Notebook

Quantus + NLP¶

This tutorial demonstrates how to use the library for robustness evaluation explanation of text classification models. For this purpose, we use a pre-trained Distilbert model from Huggingface and GLUE/SST2 dataset here.

This is not a working example yet, and is meant only for demonstration purposes so far. For this demo, we use a (yet) unreleased version of Quantus.

Author: Artem Sereda

In [7]:

from __future__ import annotations

In [ ]:

# Use an unreleased version of Quantus.
!pip install 'quantus @ git+https://github.com/aaarrti/Quantus.git@nlp-domain' --no-deps
!pip install transformers datasets nlpaug tf_explain tensorflow_probability

In [2]:

import numpy as np
import pandas as pd
from datasets import load_dataset
import tensorflow as tf
from functools import partial
import logging
from typing import NamedTuple, List, Any
from transformers import AutoTokenizer, TFDistilBertForSequenceClassification, TFPreTrainedModel, PreTrainedTokenizerFast
import quantus.nlp as qn
import matplotlib.pyplot as plt
import tensorflow_probability as tfp

# Suppress debug logs.
logging.getLogger('absl').setLevel(logging.WARNING)
tf.config.list_physical_devices()

Out[2]:

[PhysicalDevice(name='/physical_device:CPU:0', device_type='CPU'),
 PhysicalDevice(name='/physical_device:GPU:0', device_type='GPU')]

1) Preliminaries¶

1.1 Load pre-trained model and tokenizer from huggingface hub¶

In [3]:

MODEL_NAME = "distilbert-base-uncased-finetuned-sst-2-english"
tokenizer = AutoTokenizer.from_pretrained(MODEL_NAME)
model = TFDistilBertForSequenceClassification.from_pretrained(MODEL_NAME)

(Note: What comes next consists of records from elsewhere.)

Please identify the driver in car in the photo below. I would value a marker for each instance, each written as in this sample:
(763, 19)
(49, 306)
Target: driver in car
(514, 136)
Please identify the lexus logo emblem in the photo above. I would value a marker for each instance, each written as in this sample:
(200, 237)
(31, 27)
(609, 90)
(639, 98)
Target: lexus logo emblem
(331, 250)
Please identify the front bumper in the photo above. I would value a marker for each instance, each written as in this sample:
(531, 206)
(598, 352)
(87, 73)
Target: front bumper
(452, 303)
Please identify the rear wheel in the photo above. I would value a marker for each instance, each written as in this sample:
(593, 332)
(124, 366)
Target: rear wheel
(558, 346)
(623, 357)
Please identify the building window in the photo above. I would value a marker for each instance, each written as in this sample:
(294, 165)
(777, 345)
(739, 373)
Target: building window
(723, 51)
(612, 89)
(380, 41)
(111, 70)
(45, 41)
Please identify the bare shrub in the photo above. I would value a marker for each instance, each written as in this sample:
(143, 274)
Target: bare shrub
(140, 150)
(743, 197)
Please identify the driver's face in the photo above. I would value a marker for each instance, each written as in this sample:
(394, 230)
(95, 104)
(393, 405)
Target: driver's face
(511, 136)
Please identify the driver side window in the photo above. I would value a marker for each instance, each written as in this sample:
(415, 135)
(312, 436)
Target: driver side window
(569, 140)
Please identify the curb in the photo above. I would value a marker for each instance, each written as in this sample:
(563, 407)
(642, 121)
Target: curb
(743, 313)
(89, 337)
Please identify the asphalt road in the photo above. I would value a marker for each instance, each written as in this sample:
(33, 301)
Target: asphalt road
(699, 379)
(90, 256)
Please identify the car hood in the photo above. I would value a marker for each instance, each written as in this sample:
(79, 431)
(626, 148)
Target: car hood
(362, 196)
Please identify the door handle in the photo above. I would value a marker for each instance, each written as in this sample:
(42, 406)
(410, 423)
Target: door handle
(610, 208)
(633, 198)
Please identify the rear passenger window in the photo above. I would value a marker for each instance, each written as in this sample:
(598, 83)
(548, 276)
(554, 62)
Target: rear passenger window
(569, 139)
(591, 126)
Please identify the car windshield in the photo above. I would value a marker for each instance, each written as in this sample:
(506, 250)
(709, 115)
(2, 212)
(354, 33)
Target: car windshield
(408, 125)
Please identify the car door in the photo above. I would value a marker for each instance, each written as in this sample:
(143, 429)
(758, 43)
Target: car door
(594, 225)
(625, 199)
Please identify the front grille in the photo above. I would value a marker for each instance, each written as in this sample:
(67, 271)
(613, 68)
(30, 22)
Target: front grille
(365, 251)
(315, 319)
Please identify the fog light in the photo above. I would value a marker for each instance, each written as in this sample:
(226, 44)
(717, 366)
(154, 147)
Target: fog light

Metal device set to: AMD Radeon Pro 560

All model checkpoint layers were used when initializing TFDistilBertForSequenceClassification.

All the layers of TFDistilBertForSequenceClassification were initialized from the model checkpoint at distilbert-base-uncased-finetuned-sst-2-english.
If your task is similar to the task the model of the checkpoint was trained on, you can already use TFDistilBertForSequenceClassification for predictions without further training.

1.2 Load test split of GLUE/SST2 dataset¶

In [4]:

BATCH_SIZE = 8
dataset = load_dataset("sst2")['test']
x_batch = dataset['sentence'][:BATCH_SIZE]

WARNING:datasets.builder:Found cached dataset sst2 (/Users/artemsereda/.cache/huggingface/datasets/sst2/default/2.0.0/9896208a8d85db057ac50c72282bcb8fe755accc671a57dd8059d4e130961ed5)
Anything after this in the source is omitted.